"The trade for wool, hops, and leather here is prodigious; the quantity of wool only sold at one fair is said to have amounted to £50,000 or £60,000, and of hops very little less.
"September 14, being the Horse Fair day, is the day of the greatest hurry, when it is almost incredible to conceive what number of people there are, and the quantity of victuals that day consumed by them.
"During the Fair, Colchester oysters and white herrings, just coming into season, are in great request, at least by such as live in the inland parts of the kingdom, where they are seldom to be had fresh, especially the latter.
"The Fair is like a well-governed city; and less disorder and confusion to be seen there than in any other place where there is so great a concourse of people: here is a Court of Justice always open from morning till night, where the Mayor of Cambridge, or his Deputy, sits as Judge, determining all controversies in matters arising from the business of the Fair, and seeing the Peace thereof kept; for which purpose he hath eight servants, called Red-coats, attending him during the time of the Fair and other public occasions, one or other of which are constantly at hand in most parts of the Fair; and if any dispute arise between buyer and seller, on calling out 'Red-coat,' you have instantly one or more come running to you; and if the dispute is not quickly decided, the offender is carried to the said Court, where the case is decided in a summary way, from which sentence there lies no appeal.
"About two or three days after the Horse Fair day, when the hurry of the wholesale business is over, the country gentry for about ten or twelve miles round begin to come in with their sons and daughters; and though diversion is what chiefly brings them, yet it is not a little money they lay out among the tradesmen, toy-shops, etc., besides what is flung away to see the puppet shows, drolls, rope-dancing, live creatures, etc., of which there is commonly plenty.
"The last observation I shall make concerning this Fair is, how inconveniently a multitude of people are lodged there who keep it; their bed (if I may so call it) is laid on two or three boards, nailed to four pieces that bear it about a foot from the ground, and four boards round it, to keep the persons and their clothes from falling off, and is about five feet long, standing abroad all day if it rains not. At night it is taken into their booths, and put in to the best manner they can; at bed-time they get into it, and lie neck and heels together until the morning, if the wind and rain do not force them out sooner; for a high wind often blows down their booths, as it did A.D. 1741, and a heavy rain forces through the hair-cloth that covers it.

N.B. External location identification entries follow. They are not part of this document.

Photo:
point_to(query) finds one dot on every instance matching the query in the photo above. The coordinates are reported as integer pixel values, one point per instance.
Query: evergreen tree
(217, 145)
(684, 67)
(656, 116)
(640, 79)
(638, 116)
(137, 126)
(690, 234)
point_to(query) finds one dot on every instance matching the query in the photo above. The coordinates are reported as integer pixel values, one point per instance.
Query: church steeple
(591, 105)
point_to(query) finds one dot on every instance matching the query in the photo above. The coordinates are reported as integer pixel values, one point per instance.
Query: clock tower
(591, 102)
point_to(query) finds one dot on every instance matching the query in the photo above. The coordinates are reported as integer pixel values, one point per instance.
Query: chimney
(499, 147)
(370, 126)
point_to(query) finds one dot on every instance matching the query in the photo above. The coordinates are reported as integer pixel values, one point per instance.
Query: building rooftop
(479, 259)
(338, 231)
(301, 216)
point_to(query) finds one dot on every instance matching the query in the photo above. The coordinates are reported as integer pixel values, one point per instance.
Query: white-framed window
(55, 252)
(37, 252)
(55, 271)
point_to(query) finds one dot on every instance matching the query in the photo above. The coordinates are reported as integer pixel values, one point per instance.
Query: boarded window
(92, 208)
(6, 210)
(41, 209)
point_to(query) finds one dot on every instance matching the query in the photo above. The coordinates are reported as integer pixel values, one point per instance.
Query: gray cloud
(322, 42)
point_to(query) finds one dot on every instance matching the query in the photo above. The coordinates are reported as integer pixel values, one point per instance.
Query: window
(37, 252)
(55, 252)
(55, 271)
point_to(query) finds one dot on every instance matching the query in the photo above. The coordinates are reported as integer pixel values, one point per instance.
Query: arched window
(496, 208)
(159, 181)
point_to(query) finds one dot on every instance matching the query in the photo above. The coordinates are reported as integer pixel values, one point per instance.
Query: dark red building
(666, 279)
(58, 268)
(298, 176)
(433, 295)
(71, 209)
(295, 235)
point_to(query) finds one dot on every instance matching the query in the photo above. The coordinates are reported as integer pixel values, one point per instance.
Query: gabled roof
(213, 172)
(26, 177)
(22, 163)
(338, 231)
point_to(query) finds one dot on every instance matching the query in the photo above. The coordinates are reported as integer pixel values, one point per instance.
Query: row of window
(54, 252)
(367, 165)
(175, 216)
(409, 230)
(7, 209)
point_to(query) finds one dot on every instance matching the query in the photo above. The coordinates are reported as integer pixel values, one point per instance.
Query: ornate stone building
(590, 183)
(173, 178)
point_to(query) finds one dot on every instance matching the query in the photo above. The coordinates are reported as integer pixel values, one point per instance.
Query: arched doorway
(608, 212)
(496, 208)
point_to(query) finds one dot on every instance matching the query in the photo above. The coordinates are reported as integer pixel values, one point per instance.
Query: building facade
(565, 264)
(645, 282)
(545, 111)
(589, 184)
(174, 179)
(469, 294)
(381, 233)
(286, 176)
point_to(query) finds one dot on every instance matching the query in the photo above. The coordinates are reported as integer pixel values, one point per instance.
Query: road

"Though the Corporation of Cambridge has the tolls of this Fair, and the government as aforesaid, yet the body of the University has the oversight of the weights and measures thereof (as well as at Midsummer and Reach Fairs) and the licensing of all show-booths, live creatures, etc.; and the Proctors of the University keep a Court there also to hear complaints about weights and measures, seek out and punish lewd women, and see that their Gownsmen commit no disorders."
Fuller (in the seventeenth century) gives us the tradition that the fair originated with some Westmorland cloth dealers, who were here overtaken by a storm on their way to Norwich, and found so ready a market for the goods which they spread out to dry on the grass of the common that they went no further but returned hither the next year, and again. Thus the special prominence given to the "Duddery" here is accounted for. The tradition does not seem improbable, for Kendal has, from time immemorial, been renowned for its cloth—the famous "Kendal green" worn, in old ballads, by the English archers. To this day the shield of that town bears cloth-making implements, with the motto "Pannus mihi panis" ("Flock is my food"). And Norwich was (throughout the Middle Ages) the great commercial centre of the cloth trade. That there was some marked connection between Cambridgeshire and Westmorland is proved by the constant occurrence here of family names derived from Kendal place-names (Sizergh, Docwray, Strickland, Sedgwick, etc.) which have been current amongst the peasantry of Cambridgeshire since the fourteenth century at least.
Since Carter wrote, the great development of communication has made fairs a mere survival, and Stourbridge Fair has fallen from its high estate. It is now a very commonplace affair of a few days' duration, mainly for the horse trade. But it still is declared open by the Mayor of Cambridge or his delegate, and a dish of the white herrings which Carter speaks of still forms part of the opening ceremony. And it has an abiding interest for English readers, as the prototype of "Vanity Fair" in the "Pilgrim's Progress." Bunyan, as a Bedford man, would be familiar with the bustling scene, and, if we compare his pages with those which we have transcribed from Carter's History, we see how vividly he has allegorised it:
"At this Fair are all such Merchandize sold as Houses, Lands, Trades, Places, Honours, Preferments, Titles, Countreys, Kingdoms, Lusts, Pleasures, and Delights of all sorts, as Whores, Bauds, Wives, Husbands, Children, Masters, Servants, Lives, Blood, Bodies, Souls, Silver, Gold, Pearls, Precious Stones, and what not.